By | Earnings Alerts
  • First Horizon’s adjusted earnings per share (EPS) for the third quarter surpassed expectations, reaching $0.42 compared to an estimate of $0.38.
  • The company achieved an 18% growth in earnings per share from the previous quarter.
  • This growth was attributed to strong performance from First Horizon’s counter-cyclical businesses.
  • The results underscore the strength of First Horizon’s diversified business model.
  • The company emphasizes its ongoing focus on growing and deepening client relationships, according to Bryan Jordan, the Chairman, President, and CEO.
  • Analyst recommendations for First Horizon include 9 buys, 7 holds, and 0 sells.

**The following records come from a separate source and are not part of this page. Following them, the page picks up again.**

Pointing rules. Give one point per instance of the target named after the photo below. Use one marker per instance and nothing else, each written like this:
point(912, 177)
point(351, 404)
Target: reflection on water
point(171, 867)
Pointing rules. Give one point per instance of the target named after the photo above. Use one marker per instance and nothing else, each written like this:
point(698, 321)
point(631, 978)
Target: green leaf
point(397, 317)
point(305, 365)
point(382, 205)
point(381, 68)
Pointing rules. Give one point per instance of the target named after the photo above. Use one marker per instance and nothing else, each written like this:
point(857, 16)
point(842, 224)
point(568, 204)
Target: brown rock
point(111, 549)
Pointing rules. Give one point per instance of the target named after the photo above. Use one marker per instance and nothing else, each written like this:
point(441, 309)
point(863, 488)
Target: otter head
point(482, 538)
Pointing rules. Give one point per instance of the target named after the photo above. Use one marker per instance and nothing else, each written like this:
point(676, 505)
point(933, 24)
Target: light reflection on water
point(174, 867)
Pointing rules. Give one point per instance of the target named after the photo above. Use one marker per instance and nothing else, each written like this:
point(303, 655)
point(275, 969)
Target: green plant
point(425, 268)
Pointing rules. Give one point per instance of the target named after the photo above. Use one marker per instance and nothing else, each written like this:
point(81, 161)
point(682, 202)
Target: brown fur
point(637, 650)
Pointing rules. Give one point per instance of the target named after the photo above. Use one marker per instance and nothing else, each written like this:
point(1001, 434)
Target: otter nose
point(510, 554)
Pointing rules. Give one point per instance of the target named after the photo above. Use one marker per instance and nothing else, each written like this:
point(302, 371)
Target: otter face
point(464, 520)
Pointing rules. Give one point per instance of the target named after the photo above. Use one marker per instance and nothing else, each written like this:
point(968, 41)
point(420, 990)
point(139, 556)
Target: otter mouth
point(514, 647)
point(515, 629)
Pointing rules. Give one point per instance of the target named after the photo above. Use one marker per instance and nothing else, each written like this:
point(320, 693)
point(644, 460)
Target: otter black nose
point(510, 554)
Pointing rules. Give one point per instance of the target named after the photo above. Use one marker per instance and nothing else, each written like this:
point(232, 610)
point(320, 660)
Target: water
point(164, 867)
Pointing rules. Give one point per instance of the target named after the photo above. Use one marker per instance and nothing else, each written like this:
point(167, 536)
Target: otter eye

A look at First Horizon National Smart Scores

FactorScoreMagnitude
Value4
Dividend4
Growth3
Resilience3
Momentum4
OVERALL SMART SCORE3.6

Smart Score is a compound score for the Company indicating its overall outlook. It is derived by taking an equally weighted average of underlying Factor scores computed by Smartkarma

First Horizon National Corporation’s long-term outlook appears promising with solid Smart Scores across key factors. With strong scores in Value and Dividend of 4, investors can expect favorable returns and steady income from their investment. The company’s Momentum score of 4 indicates a positive market sentiment and growth potential in the future. Additionally, First Horizon National shows resilience with a score of 3, suggesting stability in the face of economic challenges. While the Growth factor scores a 3, there is still room for potential expansion and development in the company’s future strategies.

First Horizon National Corporation, a financial services provider, offers various commercial banking services along with mortgage banking, capital markets, and transaction processing. The company’s balanced Smart Scores highlight its strength in value and stability, making it an attractive choice for investors looking for potential growth and income opportunities in the long run.


Disclaimer: This article by Smartkarma is general in nature and based on historical data and analyst forecasts only using an unbiased methodology and our articles are not intended to be financial advice. It does not constitute a recommendation to buy or sell any stock, and does not take account of your objectives, or your financial situation. Note that our articles may not factor in the latest price-sensitive company announcements or qualitative material.
While all reasonable care has been taken in the preparation, Smartkarma makes no assurance about the accuracy of any generated data or content. All content is indicative only and should be independently checked for accuracy and confirmed before use. Smartkarma accepts no responsibility for any loss or damage caused as a result of any inaccuracy or error within the Lab online tools or generated data.